We spent this week's Outdoor Hour studying a tree in our backyard. When we first moved here 11 years ago, we actually considered removing this tree. It was so scrawny and sickly, we didn't think it would make it through the first winter.
I'm so glad we kept it! It's a wonderful shade tree now, and a lovely place to sit. We have never known what type of tree it is...so we decided to find out!
The leaves are dark green, simple, and toothed. They alternate on the twig and have small veins coming out of a central vein. The tree makes fluffy yellow-green catkins in the spring, and these long "fruits" in fall.
The bark is rough and papery. This made me wonder if the tree was in the birch family, but our tree book only listed "white birch," and the trunk is definitely not white. This photo isn't the best (standing under a shade tree on an overcast day) but the trunk is reddish-gold with some black spots.

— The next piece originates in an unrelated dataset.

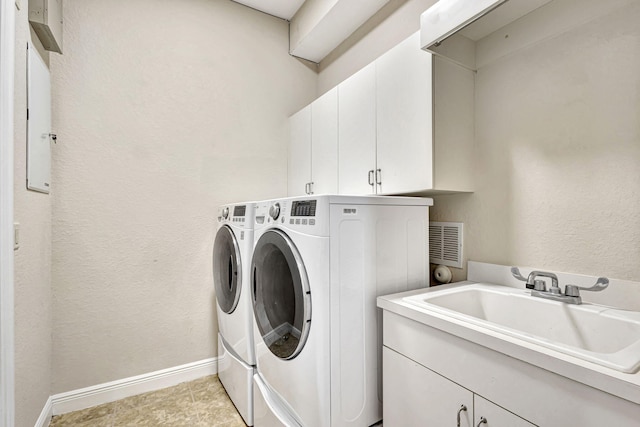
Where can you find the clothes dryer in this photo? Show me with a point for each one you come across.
(319, 262)
(232, 251)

We were surprised to see that our tree already has a few yellow leaves. Our nighttime temps haven't been cool enough to change the leaves...I suspect the yellow ones are just an anomaly.

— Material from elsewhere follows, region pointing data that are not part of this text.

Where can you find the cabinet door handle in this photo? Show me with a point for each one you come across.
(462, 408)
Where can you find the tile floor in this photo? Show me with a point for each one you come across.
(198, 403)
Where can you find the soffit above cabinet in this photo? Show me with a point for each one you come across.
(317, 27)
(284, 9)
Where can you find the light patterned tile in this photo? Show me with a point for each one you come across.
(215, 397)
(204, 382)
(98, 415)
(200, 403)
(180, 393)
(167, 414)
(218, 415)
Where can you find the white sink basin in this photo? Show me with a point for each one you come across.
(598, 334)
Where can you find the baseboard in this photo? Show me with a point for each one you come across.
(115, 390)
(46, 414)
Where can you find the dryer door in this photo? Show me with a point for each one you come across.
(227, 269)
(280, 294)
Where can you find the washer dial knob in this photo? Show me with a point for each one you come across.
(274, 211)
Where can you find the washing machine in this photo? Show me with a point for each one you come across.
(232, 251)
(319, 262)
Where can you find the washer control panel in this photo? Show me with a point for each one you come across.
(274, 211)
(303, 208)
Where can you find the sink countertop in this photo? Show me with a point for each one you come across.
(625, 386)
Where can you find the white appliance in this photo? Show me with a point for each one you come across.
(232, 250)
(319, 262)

We also observed some strange-looking leaves. We pulled them off for further inspection. We couldn't find any insects on these leaves, so we don't know what caused the bumps and discoloring.
We did find insects other places, however. Hi, little guy!
This mosquito hawk was so well-camoflaged, it actually startled me!
We brought some leaves and bark inside to look at them under the microscope. The bark was sparkly, bumpy and whitish under magnification. The leaves were interesting--under 10X they were shiny and we could just make out the cell walls. Under 20X we could see individual cell walls!
The kids did leaf rubbings but weren't happy with how they turned out, so they glued leaves and bark to their notebook pages. Then we visited the Arbor Day Foundation and tried to identify our tree. Based on all the identifiers, we have a water birch (red birch.)
I'm not convinced...our tree is very tall and according to Wikipedia, the red birch is a "shrub or small tree." Also, our tree doesn't match any of the red birch photos that I found.
Oh, well, we'll just have to keep trying to identify our "mystery tree." In the meantime, the rose bush next to it is getting ready for a fall bloom. Dude fashioned a flower press from two heavy books and pressed a rose for his nature notebook.
We'll revisit our tree in September and see how it has changed. Hope you are finding time to enjoy nature, too!